Not surprisingly, we found no difference in ocular and systemic safety outcomes for patients in each arm of this study.

Using a treat-and-extend treatment regimen, following an initial loading dose is a commonly used for treatment of neovascular age-related macular degeneration [17, 18]. Clinical trials for diabetic macular oedema trials have typically also included a loading phase of monthly injections, however we question whether this is required for every eye in routine clinical practice. We found in the present study that aflibercept can be safely and effectively used to treat DMO with a T&E protocol from treatment initiation without a loading phase.

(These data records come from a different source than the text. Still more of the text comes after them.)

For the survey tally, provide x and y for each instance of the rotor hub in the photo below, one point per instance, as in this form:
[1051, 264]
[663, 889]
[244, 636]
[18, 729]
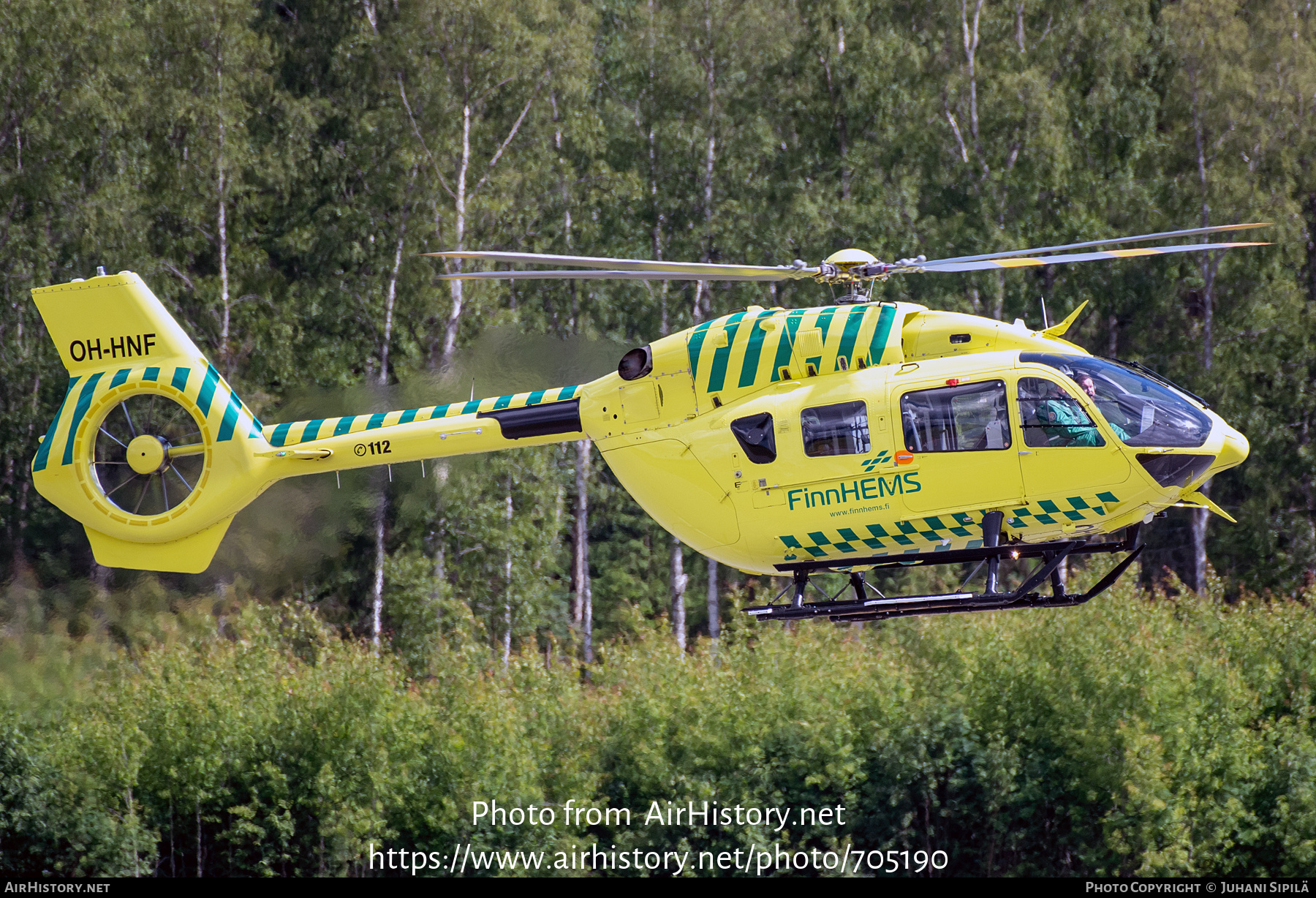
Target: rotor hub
[148, 455]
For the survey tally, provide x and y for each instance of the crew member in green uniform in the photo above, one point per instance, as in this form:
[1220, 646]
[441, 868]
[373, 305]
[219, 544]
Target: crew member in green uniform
[1064, 419]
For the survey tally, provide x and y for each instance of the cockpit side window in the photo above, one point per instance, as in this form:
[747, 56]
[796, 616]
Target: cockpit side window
[1051, 416]
[956, 419]
[1140, 411]
[842, 429]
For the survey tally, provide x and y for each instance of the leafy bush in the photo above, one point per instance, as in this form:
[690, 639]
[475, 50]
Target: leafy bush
[1136, 735]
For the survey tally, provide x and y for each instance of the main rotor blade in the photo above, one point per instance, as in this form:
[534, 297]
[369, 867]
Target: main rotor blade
[1077, 257]
[710, 271]
[1165, 235]
[624, 276]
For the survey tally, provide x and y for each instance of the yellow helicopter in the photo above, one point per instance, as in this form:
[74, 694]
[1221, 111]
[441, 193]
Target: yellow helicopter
[844, 437]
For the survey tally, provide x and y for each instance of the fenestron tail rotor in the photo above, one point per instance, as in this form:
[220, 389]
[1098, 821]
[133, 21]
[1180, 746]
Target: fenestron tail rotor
[847, 266]
[148, 456]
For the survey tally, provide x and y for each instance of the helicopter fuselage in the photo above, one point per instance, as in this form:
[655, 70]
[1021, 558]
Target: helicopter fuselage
[894, 447]
[844, 436]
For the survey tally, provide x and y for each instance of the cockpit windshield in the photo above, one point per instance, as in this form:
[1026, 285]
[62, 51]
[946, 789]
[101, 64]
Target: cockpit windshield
[1151, 414]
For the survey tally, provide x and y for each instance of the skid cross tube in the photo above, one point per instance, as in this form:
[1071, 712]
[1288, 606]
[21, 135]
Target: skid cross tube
[908, 606]
[956, 556]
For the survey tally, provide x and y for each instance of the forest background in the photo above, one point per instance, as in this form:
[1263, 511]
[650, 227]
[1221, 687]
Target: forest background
[274, 170]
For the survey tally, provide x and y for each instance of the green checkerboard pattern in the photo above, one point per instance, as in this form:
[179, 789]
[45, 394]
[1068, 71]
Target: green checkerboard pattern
[1052, 514]
[939, 532]
[881, 459]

In conclusion, we found no reduction in the requirement for aflibercept injections in eyes with DMO and peripheral retinal ischemia when treated with the addition of TPRP. We also found that T&E aflibercept treatment, without a loading phase, is a safe and effective treatment for DMO, leading to fewer clinic visits and a lower treatment burden.

Summary

What was known before

  • Targeted peripheral retinal laser (TPRP) photocoagulation with ranibizumab does not reduce the injection burden for patients with diabetic macular oedema compared to monotherapy ranibizumab.

  • This was demonstrated with an initial intravitreal treatment with 3 monthly loading phase.

What this study adds

  • This study tests demonstrated that aflibercept with TPRP to areas of peripheral retinal ischaemia in naive and previously treated eyes does not reduce the injection burden for the treatment of diabetic macular oedema.

  • In contrast to the pervious TPRP studies with ranibizumab, this study did not have a loading phase of aflibercept and the treat and extend regimen increased using a 4-week extension interval.

  • This increased the potential to find a difference between the number of injections between the two groups but this was not found.